Nissui expanding globally as Japanese seafood market declines

The Nissui Group Integrated Report
The Nissui Group Integrated Report described the company's goals for expansion by 2030 | Photo courtesy of Nissui Group
6 Min

As the Japanese seafood market struggles with decline, Nissui is planning to grow its operation through global expansion in a number of categories, including value-added seafood products, surimi, roe, fish oil and fish feed for aquaculture, and pharmaceutical components. 

In a series of strategy documents describing the company’s intended trajectory until 2030, which it calls “Good Foods 2030,” Nissui said that it is shifting its focus broadly to “food solutions.”  

The company said that it intended to expand its sales outside of Japan from the 2023 rate of 39 percent to 50 percent by 2030. This expansion reflects the expected decline of the Japanese market over the next five years. 

The expansion of the company’s food products business would be tailored to specific markets, Nissui said. 

“In Europe, we are acquiring and increasing production capacity with a strategy of expanding our sales area to generate continued growth. In North America, we are complementing our core fried white-meat fish products for household use and fried shrimp products for commercial use with a category expansion growth strategy that encompasses health category products and products for the Asian food market," the company said.

The North American expansion would include capital investments ennabling Nissui to become the leader in worldwide sales of fried white-meat fish.

The company said it would also place emphasis on products that responded to the interests of health conscious consumers and those motivated by convenience.

The company also plans to scale its aquaculture business through advanced breeding techniques, imporved feed, and digital transformation.

In a conversation with institutional investor Akihiro Shimoda, Nissui President and CEO Shingo Hamada said the company had reduced volatility through “the complementary relationship between operating profit in the Marine Products Business and Food Products Business."

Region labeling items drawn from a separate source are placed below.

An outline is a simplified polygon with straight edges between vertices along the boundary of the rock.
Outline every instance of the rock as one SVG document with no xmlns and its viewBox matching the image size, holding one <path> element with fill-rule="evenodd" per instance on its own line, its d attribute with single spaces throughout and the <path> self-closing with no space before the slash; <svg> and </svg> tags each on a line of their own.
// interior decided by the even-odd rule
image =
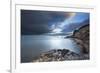
<svg viewBox="0 0 100 73">
<path fill-rule="evenodd" d="M 68 49 L 50 50 L 40 54 L 40 56 L 33 60 L 33 62 L 50 62 L 50 61 L 66 61 L 66 60 L 85 60 L 89 56 L 80 55 Z"/>
<path fill-rule="evenodd" d="M 82 53 L 89 54 L 89 36 L 89 24 L 86 24 L 74 30 L 73 35 L 66 38 L 73 38 L 80 47 Z"/>
</svg>

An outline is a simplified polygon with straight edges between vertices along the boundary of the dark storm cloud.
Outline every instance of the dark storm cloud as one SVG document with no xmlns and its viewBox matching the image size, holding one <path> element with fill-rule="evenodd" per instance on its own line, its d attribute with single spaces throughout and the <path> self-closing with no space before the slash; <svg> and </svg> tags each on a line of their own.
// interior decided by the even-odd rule
<svg viewBox="0 0 100 73">
<path fill-rule="evenodd" d="M 64 12 L 21 10 L 21 34 L 42 34 L 50 32 L 51 22 L 62 22 L 69 18 Z"/>
</svg>

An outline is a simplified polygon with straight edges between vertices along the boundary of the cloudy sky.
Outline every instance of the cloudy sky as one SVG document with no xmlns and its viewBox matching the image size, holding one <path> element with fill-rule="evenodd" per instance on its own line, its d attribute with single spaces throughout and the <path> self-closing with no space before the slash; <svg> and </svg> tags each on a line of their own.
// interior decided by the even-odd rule
<svg viewBox="0 0 100 73">
<path fill-rule="evenodd" d="M 89 13 L 21 10 L 21 34 L 66 33 L 89 24 Z"/>
</svg>

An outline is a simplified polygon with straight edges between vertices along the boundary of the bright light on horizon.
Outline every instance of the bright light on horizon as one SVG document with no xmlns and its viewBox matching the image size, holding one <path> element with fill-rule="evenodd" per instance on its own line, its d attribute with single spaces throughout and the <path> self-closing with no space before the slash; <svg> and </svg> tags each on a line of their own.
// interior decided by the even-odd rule
<svg viewBox="0 0 100 73">
<path fill-rule="evenodd" d="M 53 33 L 61 33 L 62 32 L 62 29 L 60 28 L 56 28 L 52 31 Z"/>
</svg>

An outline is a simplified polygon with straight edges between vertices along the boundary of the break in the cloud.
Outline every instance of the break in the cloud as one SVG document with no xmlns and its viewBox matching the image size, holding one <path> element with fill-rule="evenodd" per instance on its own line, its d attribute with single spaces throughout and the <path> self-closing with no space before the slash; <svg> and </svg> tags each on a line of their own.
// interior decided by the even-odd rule
<svg viewBox="0 0 100 73">
<path fill-rule="evenodd" d="M 43 34 L 63 31 L 69 21 L 85 20 L 87 18 L 87 15 L 85 15 L 85 13 L 76 12 L 21 10 L 21 34 Z"/>
</svg>

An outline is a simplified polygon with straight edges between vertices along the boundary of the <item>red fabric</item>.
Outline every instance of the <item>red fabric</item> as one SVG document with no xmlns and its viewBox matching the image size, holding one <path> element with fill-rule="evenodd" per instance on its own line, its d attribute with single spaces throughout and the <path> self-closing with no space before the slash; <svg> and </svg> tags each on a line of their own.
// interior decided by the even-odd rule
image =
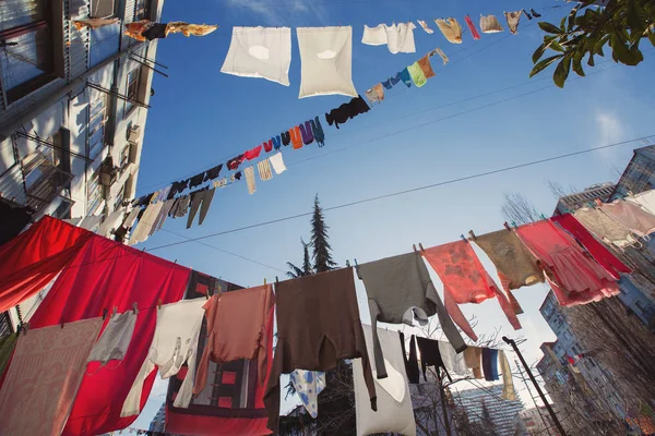
<svg viewBox="0 0 655 436">
<path fill-rule="evenodd" d="M 45 216 L 0 246 L 0 312 L 40 291 L 92 235 L 90 231 Z"/>
<path fill-rule="evenodd" d="M 478 304 L 485 300 L 498 298 L 500 307 L 512 327 L 516 330 L 521 328 L 514 307 L 493 282 L 491 276 L 483 268 L 483 264 L 467 241 L 433 246 L 424 250 L 422 255 L 443 282 L 445 310 L 453 322 L 471 339 L 477 340 L 477 335 L 471 328 L 457 304 Z"/>
<path fill-rule="evenodd" d="M 556 215 L 550 219 L 575 237 L 575 239 L 586 249 L 587 252 L 590 252 L 592 256 L 594 256 L 596 262 L 600 264 L 600 266 L 605 268 L 612 278 L 619 280 L 621 278 L 621 272 L 632 272 L 632 269 L 626 266 L 617 258 L 617 256 L 611 254 L 611 252 L 607 250 L 605 245 L 598 242 L 596 238 L 594 238 L 594 235 L 590 233 L 573 215 Z"/>
<path fill-rule="evenodd" d="M 151 344 L 157 299 L 164 304 L 179 301 L 190 270 L 151 254 L 93 235 L 71 266 L 57 279 L 31 319 L 33 328 L 98 316 L 103 308 L 126 312 L 136 303 L 134 336 L 118 367 L 87 367 L 73 410 L 62 435 L 97 435 L 128 427 L 136 416 L 120 417 L 120 411 Z M 150 395 L 155 371 L 144 384 L 141 407 Z"/>
</svg>

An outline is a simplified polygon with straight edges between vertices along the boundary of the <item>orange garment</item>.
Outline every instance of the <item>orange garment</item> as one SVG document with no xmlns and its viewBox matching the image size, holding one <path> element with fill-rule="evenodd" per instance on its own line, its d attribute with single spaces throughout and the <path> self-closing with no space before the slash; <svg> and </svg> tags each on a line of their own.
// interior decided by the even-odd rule
<svg viewBox="0 0 655 436">
<path fill-rule="evenodd" d="M 203 306 L 209 339 L 200 359 L 193 393 L 203 391 L 210 360 L 217 364 L 239 359 L 258 359 L 258 376 L 263 385 L 267 371 L 266 325 L 273 316 L 273 287 L 264 284 L 214 295 Z"/>
<path fill-rule="evenodd" d="M 512 327 L 515 330 L 521 328 L 512 305 L 491 276 L 483 268 L 483 264 L 467 241 L 433 246 L 424 250 L 422 255 L 443 282 L 445 310 L 471 339 L 478 338 L 457 304 L 478 304 L 496 296 Z"/>
</svg>

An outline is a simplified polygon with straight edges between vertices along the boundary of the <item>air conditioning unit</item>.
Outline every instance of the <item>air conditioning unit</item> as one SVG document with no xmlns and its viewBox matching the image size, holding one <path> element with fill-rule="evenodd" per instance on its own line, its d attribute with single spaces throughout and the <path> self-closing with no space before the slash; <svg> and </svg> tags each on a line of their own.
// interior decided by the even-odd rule
<svg viewBox="0 0 655 436">
<path fill-rule="evenodd" d="M 128 141 L 130 143 L 136 144 L 139 143 L 139 138 L 141 137 L 141 125 L 134 125 L 132 129 L 128 131 Z"/>
</svg>

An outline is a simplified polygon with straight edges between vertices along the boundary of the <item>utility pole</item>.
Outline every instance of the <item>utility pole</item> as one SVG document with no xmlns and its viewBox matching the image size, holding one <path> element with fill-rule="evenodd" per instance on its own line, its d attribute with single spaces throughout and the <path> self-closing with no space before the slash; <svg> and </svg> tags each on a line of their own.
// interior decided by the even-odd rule
<svg viewBox="0 0 655 436">
<path fill-rule="evenodd" d="M 548 409 L 548 413 L 550 413 L 550 417 L 552 417 L 552 422 L 555 422 L 555 425 L 556 425 L 557 429 L 560 432 L 560 435 L 567 436 L 567 432 L 564 432 L 564 427 L 562 427 L 562 424 L 559 422 L 557 415 L 555 414 L 555 411 L 552 410 L 552 408 L 550 407 L 550 403 L 546 399 L 546 396 L 544 395 L 544 391 L 541 390 L 541 388 L 539 387 L 539 384 L 535 379 L 535 376 L 533 375 L 532 371 L 529 371 L 529 366 L 527 366 L 525 359 L 523 359 L 523 354 L 521 354 L 521 351 L 519 351 L 519 347 L 516 347 L 516 342 L 514 342 L 513 339 L 510 339 L 507 336 L 503 336 L 502 340 L 505 341 L 507 343 L 509 343 L 510 346 L 512 346 L 512 349 L 514 350 L 514 352 L 519 356 L 519 360 L 523 364 L 523 367 L 525 368 L 527 376 L 532 380 L 533 385 L 535 385 L 535 389 L 537 389 L 537 392 L 539 393 L 539 397 L 541 397 L 544 404 L 546 404 L 546 409 Z"/>
</svg>

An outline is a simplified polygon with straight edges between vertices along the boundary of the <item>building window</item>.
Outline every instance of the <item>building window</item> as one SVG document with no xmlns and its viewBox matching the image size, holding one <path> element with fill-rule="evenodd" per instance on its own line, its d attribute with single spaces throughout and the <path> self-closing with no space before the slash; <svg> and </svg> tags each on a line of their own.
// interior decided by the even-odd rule
<svg viewBox="0 0 655 436">
<path fill-rule="evenodd" d="M 139 82 L 141 81 L 141 68 L 135 68 L 128 74 L 128 92 L 126 101 L 126 113 L 130 113 L 134 108 L 134 101 L 138 101 L 139 97 Z M 131 100 L 131 101 L 130 101 Z"/>
<path fill-rule="evenodd" d="M 55 78 L 51 12 L 47 0 L 0 2 L 0 52 L 2 93 L 12 104 Z"/>
</svg>

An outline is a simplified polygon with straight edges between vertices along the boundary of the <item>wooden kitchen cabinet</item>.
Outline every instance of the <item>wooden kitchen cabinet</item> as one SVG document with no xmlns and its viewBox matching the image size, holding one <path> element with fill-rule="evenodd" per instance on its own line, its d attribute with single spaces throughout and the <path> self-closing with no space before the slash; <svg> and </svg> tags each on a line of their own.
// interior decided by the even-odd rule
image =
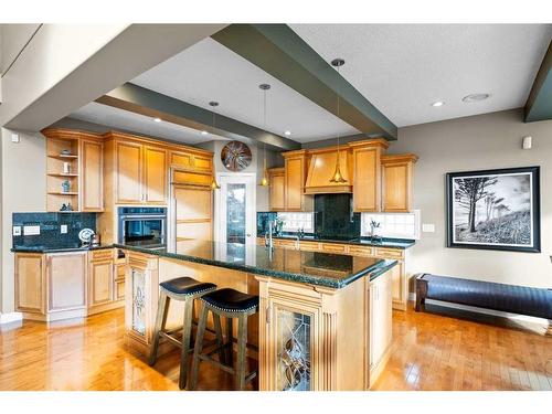
<svg viewBox="0 0 552 414">
<path fill-rule="evenodd" d="M 47 312 L 86 308 L 86 252 L 46 254 Z"/>
<path fill-rule="evenodd" d="M 144 147 L 144 201 L 147 204 L 167 203 L 167 150 L 164 148 Z"/>
<path fill-rule="evenodd" d="M 381 157 L 389 147 L 385 139 L 349 142 L 352 148 L 353 209 L 378 212 L 381 209 Z"/>
<path fill-rule="evenodd" d="M 285 200 L 285 168 L 272 168 L 268 170 L 269 179 L 269 208 L 270 211 L 284 211 Z"/>
<path fill-rule="evenodd" d="M 305 195 L 305 180 L 307 179 L 307 150 L 283 153 L 284 167 L 284 199 L 285 211 L 312 211 L 312 195 Z"/>
<path fill-rule="evenodd" d="M 407 213 L 412 210 L 412 176 L 416 160 L 413 153 L 382 157 L 384 212 Z"/>
<path fill-rule="evenodd" d="M 81 211 L 104 210 L 104 146 L 95 139 L 81 140 Z"/>
<path fill-rule="evenodd" d="M 144 147 L 141 144 L 115 141 L 115 202 L 142 203 Z"/>
<path fill-rule="evenodd" d="M 379 276 L 369 285 L 369 369 L 370 386 L 378 378 L 388 359 L 392 340 L 392 293 L 389 273 Z"/>
</svg>

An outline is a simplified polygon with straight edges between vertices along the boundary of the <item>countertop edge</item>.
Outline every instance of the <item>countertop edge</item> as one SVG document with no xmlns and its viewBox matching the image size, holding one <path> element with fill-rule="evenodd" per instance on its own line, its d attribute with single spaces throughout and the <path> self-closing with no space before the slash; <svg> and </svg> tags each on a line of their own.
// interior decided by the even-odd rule
<svg viewBox="0 0 552 414">
<path fill-rule="evenodd" d="M 202 257 L 195 257 L 195 256 L 189 256 L 189 255 L 183 255 L 183 254 L 178 254 L 178 253 L 167 253 L 167 252 L 160 252 L 160 251 L 149 251 L 147 248 L 141 248 L 141 247 L 136 247 L 136 246 L 126 246 L 124 244 L 114 244 L 114 247 L 116 248 L 121 248 L 121 250 L 127 250 L 131 252 L 137 252 L 137 253 L 142 253 L 147 255 L 152 255 L 152 256 L 159 256 L 159 257 L 166 257 L 166 258 L 172 258 L 172 259 L 180 259 L 183 262 L 191 262 L 191 263 L 199 263 L 208 266 L 217 266 L 217 267 L 223 267 L 223 268 L 229 268 L 232 270 L 238 270 L 238 272 L 246 272 L 246 273 L 252 273 L 255 275 L 261 275 L 261 276 L 268 276 L 268 277 L 276 277 L 280 278 L 288 282 L 296 282 L 296 283 L 304 283 L 307 285 L 314 285 L 314 286 L 323 286 L 323 287 L 330 287 L 330 288 L 336 288 L 336 289 L 341 289 L 353 282 L 360 279 L 361 277 L 365 275 L 370 275 L 370 280 L 373 280 L 378 276 L 382 275 L 393 266 L 395 266 L 399 262 L 394 259 L 380 259 L 373 265 L 362 269 L 361 272 L 358 272 L 353 275 L 351 275 L 349 278 L 344 280 L 325 280 L 325 279 L 315 279 L 311 276 L 306 276 L 302 274 L 296 274 L 296 273 L 287 273 L 287 272 L 278 272 L 278 270 L 265 270 L 265 269 L 259 269 L 254 266 L 248 266 L 248 265 L 237 265 L 237 264 L 232 264 L 232 263 L 226 263 L 226 262 L 220 262 L 220 261 L 213 261 L 213 259 L 206 259 Z M 380 269 L 380 267 L 382 267 Z"/>
</svg>

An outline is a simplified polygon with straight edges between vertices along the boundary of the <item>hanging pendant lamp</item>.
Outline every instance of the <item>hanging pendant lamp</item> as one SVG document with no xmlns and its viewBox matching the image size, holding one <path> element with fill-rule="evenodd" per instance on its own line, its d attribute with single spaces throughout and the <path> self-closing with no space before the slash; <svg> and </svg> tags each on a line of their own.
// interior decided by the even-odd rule
<svg viewBox="0 0 552 414">
<path fill-rule="evenodd" d="M 339 68 L 341 66 L 344 65 L 344 61 L 342 59 L 335 59 L 333 61 L 331 61 L 331 65 L 337 67 L 338 68 L 338 118 L 339 118 L 339 109 L 340 109 L 340 100 L 341 100 L 341 96 L 340 96 L 340 85 L 341 85 L 341 77 L 339 75 Z M 333 183 L 338 183 L 338 184 L 342 184 L 342 183 L 346 183 L 347 180 L 343 178 L 343 174 L 341 173 L 341 169 L 340 169 L 340 161 L 339 161 L 339 141 L 340 141 L 340 134 L 338 132 L 338 159 L 337 159 L 337 162 L 336 162 L 336 171 L 333 172 L 333 176 L 331 176 L 331 179 L 330 179 L 330 182 L 333 182 Z"/>
<path fill-rule="evenodd" d="M 209 105 L 211 106 L 211 108 L 213 108 L 211 112 L 213 113 L 213 129 L 212 129 L 212 134 L 214 135 L 214 108 L 216 108 L 219 106 L 219 103 L 217 102 L 210 102 Z M 211 190 L 219 190 L 221 188 L 221 185 L 219 185 L 219 183 L 216 182 L 216 178 L 214 177 L 214 171 L 213 171 L 213 179 L 211 180 Z"/>
<path fill-rule="evenodd" d="M 259 89 L 263 91 L 263 129 L 266 130 L 266 91 L 270 88 L 268 84 L 258 85 Z M 266 142 L 263 144 L 263 179 L 259 182 L 261 187 L 268 187 L 270 183 L 268 181 L 268 171 L 266 169 Z"/>
</svg>

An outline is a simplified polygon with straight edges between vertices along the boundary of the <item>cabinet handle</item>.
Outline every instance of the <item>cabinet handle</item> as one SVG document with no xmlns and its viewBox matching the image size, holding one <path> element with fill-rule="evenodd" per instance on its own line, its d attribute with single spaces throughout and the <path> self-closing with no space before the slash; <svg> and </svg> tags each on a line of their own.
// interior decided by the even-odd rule
<svg viewBox="0 0 552 414">
<path fill-rule="evenodd" d="M 270 325 L 270 322 L 272 322 L 272 308 L 268 306 L 266 308 L 266 323 Z"/>
</svg>

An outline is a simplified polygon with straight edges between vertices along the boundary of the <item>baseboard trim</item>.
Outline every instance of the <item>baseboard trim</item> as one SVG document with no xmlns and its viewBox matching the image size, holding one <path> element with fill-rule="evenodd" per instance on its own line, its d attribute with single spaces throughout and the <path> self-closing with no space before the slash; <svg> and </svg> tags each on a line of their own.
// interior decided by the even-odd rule
<svg viewBox="0 0 552 414">
<path fill-rule="evenodd" d="M 21 312 L 0 314 L 0 325 L 19 322 L 20 320 L 23 320 Z"/>
</svg>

“When the marine products market is in a downturn, lower selling prices push down profits for the Marine Products Business; conversely, in the Food Products Business, about 60 percent of our products use marine product raw materials, so the lower cost of raw materials is a factor that boosts profit," Hamada said.

Hamada also said the company had bounced back from overseas setbacks in the past by strengthening its risk management team while maintaining “an appropriate risk appetite” that would create opportunities for growth. Those first overseas investments also developed relationships that formed the core of the company's current international business, he said.